While American Athletic Conference Commissioner Mike Aresco is pushing for a level playing field for the so-called Power Five and Group of Five leagues, his counterpart in Conference USA, Judy MacLeod, is fighting for survival and the only number she’s concerned about is 14.  

Trapped in the middle are UTSA and five other C-USA members — North Texas, Rice, Charlotte, Florida Atlantic and UAB — who are headed to the American in 2023 and can’t get there soon enough.

Three of their peers may beat them to the exit.

Marshall, Old Dominion and Southern Miss indicated publicly late last week that they will cease membership in C-USA at the end of June and head to the Sun Belt Conference this fall. That would leave C-USA with 11 members for the 2022 football season.
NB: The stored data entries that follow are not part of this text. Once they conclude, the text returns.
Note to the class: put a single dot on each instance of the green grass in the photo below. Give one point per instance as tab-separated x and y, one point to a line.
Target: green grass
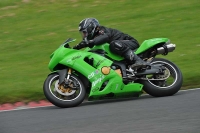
31	30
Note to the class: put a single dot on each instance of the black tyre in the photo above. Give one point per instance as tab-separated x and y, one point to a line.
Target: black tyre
157	87
64	97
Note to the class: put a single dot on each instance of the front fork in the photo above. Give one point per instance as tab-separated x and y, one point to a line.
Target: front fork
63	73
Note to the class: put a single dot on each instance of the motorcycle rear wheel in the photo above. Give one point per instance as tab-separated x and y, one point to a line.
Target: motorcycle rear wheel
167	87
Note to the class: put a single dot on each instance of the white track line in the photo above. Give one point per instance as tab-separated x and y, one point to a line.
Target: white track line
24	107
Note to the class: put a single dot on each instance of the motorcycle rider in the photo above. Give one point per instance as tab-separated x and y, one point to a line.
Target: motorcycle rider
120	43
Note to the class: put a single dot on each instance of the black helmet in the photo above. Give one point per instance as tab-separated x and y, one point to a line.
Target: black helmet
87	28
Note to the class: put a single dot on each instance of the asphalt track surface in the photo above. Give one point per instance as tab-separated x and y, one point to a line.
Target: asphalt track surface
175	114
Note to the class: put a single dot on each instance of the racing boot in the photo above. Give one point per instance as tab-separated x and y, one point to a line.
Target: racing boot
133	59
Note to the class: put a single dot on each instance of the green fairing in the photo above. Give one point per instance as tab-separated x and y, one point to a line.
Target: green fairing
75	60
150	43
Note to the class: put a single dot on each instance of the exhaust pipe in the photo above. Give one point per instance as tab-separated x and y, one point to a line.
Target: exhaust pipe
166	48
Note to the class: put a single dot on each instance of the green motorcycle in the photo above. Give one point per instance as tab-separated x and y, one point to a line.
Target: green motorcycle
96	73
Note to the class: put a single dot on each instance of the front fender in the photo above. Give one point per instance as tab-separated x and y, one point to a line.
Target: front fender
62	74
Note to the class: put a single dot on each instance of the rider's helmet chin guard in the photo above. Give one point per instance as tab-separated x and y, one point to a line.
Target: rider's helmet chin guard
87	28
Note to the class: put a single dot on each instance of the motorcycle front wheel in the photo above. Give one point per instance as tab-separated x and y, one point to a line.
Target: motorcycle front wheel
66	95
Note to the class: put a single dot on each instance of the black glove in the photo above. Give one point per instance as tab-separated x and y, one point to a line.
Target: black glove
81	45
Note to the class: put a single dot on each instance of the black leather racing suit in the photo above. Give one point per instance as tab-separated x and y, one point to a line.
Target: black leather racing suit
119	42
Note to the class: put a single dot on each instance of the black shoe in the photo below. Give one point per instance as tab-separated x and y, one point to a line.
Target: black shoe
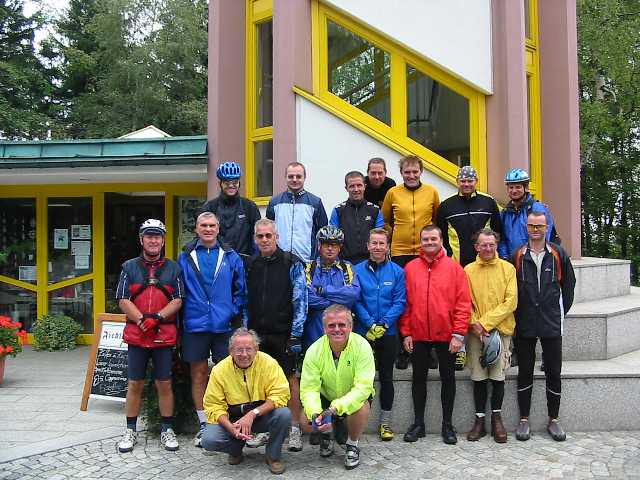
402	362
415	432
449	434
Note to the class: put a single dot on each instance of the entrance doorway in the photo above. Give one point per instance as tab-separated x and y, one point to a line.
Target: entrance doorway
124	213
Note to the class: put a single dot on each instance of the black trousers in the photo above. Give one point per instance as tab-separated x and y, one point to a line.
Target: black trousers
552	351
446	365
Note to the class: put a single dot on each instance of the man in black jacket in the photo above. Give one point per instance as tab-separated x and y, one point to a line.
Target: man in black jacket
356	217
236	214
545	294
277	310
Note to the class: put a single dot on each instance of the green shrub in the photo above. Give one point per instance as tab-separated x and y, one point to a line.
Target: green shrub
55	332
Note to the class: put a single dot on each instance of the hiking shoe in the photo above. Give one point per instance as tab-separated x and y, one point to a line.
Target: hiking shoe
275	466
415	432
295	439
352	458
128	440
169	441
258	440
197	440
326	445
385	432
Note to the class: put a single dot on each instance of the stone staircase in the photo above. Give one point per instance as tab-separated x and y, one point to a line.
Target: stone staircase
601	368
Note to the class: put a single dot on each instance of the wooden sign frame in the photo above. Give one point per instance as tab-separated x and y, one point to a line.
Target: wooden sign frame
103	317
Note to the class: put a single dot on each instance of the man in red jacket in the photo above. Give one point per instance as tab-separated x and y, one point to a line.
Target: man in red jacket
437	316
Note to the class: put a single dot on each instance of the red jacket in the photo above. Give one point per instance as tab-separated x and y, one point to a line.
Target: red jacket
438	299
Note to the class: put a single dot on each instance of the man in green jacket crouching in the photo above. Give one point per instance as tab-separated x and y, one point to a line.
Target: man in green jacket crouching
337	383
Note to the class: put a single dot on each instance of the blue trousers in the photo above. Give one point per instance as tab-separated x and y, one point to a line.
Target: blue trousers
216	438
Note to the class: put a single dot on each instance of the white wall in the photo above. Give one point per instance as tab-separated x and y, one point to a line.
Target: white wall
330	147
455	34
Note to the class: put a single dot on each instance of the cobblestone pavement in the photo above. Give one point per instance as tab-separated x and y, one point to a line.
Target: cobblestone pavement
583	455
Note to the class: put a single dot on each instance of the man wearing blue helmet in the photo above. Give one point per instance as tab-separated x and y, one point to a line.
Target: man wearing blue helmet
236	214
514	215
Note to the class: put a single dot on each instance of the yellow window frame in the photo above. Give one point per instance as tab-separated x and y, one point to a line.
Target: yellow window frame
41	193
257	12
395	134
532	72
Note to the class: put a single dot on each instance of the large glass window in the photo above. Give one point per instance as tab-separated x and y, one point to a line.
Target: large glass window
18	304
70	238
18	238
75	301
264	74
359	72
437	117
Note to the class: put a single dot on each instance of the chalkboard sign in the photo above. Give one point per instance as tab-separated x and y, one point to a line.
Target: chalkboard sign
106	376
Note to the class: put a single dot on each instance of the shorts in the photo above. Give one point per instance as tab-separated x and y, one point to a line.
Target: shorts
138	358
275	345
199	346
494	372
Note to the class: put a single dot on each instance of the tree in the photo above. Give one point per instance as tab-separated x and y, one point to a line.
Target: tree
26	88
609	62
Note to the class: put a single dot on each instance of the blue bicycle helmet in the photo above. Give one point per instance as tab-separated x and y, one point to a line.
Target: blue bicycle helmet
228	171
516	175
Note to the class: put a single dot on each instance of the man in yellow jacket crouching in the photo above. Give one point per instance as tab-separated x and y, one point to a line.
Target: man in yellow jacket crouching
494	292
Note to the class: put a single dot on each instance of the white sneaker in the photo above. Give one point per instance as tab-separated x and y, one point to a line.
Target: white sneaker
129	439
169	441
258	440
295	439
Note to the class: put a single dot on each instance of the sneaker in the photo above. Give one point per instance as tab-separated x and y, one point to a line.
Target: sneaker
169	441
197	441
326	445
258	440
275	466
352	458
385	432
295	439
129	439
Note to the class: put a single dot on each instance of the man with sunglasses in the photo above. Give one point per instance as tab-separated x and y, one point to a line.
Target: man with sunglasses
299	214
236	214
277	310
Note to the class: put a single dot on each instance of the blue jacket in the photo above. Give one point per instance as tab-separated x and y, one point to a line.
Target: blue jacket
213	309
383	296
514	225
326	286
298	216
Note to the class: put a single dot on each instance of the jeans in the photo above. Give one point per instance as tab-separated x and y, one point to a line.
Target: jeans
216	438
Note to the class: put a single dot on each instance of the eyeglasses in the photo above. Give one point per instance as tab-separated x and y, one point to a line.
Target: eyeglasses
533	227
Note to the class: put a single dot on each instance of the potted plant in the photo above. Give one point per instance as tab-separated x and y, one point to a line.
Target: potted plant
11	338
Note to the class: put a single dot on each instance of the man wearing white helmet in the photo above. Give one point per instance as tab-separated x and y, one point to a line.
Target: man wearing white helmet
150	293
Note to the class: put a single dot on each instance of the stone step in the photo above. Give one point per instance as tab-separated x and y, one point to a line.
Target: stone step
604	328
596	395
600	278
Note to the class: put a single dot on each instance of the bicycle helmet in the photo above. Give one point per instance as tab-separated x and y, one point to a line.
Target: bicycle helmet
467	172
152	227
330	234
516	175
228	171
491	349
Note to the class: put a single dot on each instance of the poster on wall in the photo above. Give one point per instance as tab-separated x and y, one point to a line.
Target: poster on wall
60	238
81	232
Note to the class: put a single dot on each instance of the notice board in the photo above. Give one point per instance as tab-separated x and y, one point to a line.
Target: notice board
106	376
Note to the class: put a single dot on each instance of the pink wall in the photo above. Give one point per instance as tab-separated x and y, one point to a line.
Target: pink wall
291	67
560	118
507	135
226	129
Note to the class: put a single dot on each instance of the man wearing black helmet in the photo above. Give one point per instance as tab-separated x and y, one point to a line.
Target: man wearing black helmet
237	215
150	293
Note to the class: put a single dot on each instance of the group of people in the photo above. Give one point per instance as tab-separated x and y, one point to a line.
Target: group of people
297	311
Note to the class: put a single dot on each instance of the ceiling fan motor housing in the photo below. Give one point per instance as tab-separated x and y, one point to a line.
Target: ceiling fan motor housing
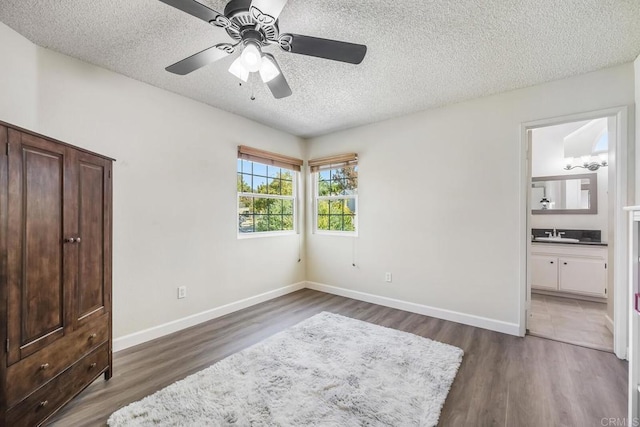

A defiant C-USA released its 2022 football schedule on Tuesday. Marshall, Old Dominion and Southern Miss were included.

Suddenly, UTSA has a road game against Southern Miss in flux. Other programs across the conference are dealing with similar uncertainties.

It’s an ugly, public mess for a conference that is already struggling, and whose leadership may be further distracted by a possible legal battle.

Clearly, that’s not the best environment for a UTSA program coming off of a historic season, knowing it must leverage that momentum on the field, in the corporate sponsor meetings and at the box office every chance it gets. These conference distractions make it tough to move the chains.

C-USA board members issued a statement on Tuesday noting that the conference “will exhaust all necessary legal actions” to prevent any early departures.

That volley is mostly aimed at Marshall, Old Dominion and Southern Miss. Those three found their savior in the Sun Belt and a way out of the darkness. Now, they just want to move on.

Meanwhile, UTSA and the other five universities that are awaiting their move to the American will endure one more awkward season, tethered to a conference on life support.

There is no early invite from the American and therefore, no place to run. For these six C-USA members, they have one foot out the door and the other chained to a conference that isn't going to let go any time soon.